What's strange is that the 71B batch was clear initially (in fact, IIRC, it was the first to clear) and then it seemed to develop a considerable haze later. Go figure.

All I have to go on is the Ozark spring water analytics report posted online, which showed almost no calcium (maybe 5ppm or something like that, IIRC).
 
Very few meads clear without some kind of help.

Same with beer...

Which is why us homebrewers do vigorous boils, kettle fining, cold crashing, gelatin, etc...

The techniques and additives are slightly different in the mead/wine world, but they're still well known. I don't understand the reluctance that many people have to using them...
 
Same with beer...

Which is why us homebrewers do vigorous boils, kettle fining, cold crashing, gelatin, etc...

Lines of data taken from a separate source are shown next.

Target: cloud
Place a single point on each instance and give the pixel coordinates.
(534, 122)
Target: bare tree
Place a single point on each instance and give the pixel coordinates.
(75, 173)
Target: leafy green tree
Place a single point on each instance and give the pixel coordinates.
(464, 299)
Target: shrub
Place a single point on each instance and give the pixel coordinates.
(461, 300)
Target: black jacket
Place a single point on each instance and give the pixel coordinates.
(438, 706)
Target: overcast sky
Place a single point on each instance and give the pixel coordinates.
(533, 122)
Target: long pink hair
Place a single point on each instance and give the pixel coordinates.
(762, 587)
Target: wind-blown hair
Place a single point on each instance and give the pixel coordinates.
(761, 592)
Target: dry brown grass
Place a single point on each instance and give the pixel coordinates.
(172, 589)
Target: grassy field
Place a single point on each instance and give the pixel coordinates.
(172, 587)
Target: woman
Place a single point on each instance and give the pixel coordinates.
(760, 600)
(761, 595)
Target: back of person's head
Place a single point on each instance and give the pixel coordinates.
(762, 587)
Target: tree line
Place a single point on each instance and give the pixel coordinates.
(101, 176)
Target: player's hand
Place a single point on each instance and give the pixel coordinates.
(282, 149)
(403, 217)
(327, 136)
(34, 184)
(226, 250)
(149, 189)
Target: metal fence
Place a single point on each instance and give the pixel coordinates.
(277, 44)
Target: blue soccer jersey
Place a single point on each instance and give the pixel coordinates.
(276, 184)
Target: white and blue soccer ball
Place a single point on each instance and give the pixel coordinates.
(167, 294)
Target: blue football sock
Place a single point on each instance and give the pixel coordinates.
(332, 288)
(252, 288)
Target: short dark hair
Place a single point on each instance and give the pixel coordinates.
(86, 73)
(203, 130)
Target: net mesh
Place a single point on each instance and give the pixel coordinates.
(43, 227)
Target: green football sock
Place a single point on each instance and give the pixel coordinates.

The techniques and additives are slightly different in the mead/wine world, but they're still well known. I don't understand the reluctance that many people have to using them...

I'm not disagreeing, but what had been confusing to me is that I don't think I've seen even one mead recipe that called for adding clearing agents at any stage. Maybe the authors all just assume we're doing it? Many of them seem quite detailed about everything else, so it would be odd for them to omit it.
 
I know this because the substrate under most of florida is calcium carbonate, due to it being an ancient coral reef. All the spring water here contains some calcium, most of it contains a lot.
 
We use florida spring water so it's very high in calcium, and yes Tampa is just across the bay.

What's the name of it? Maybe we can look it up some water chemistry analytics for it in the spring water database that I linked to on the brand name thread.

Also, reiterating rph_guys question: which yeast strains?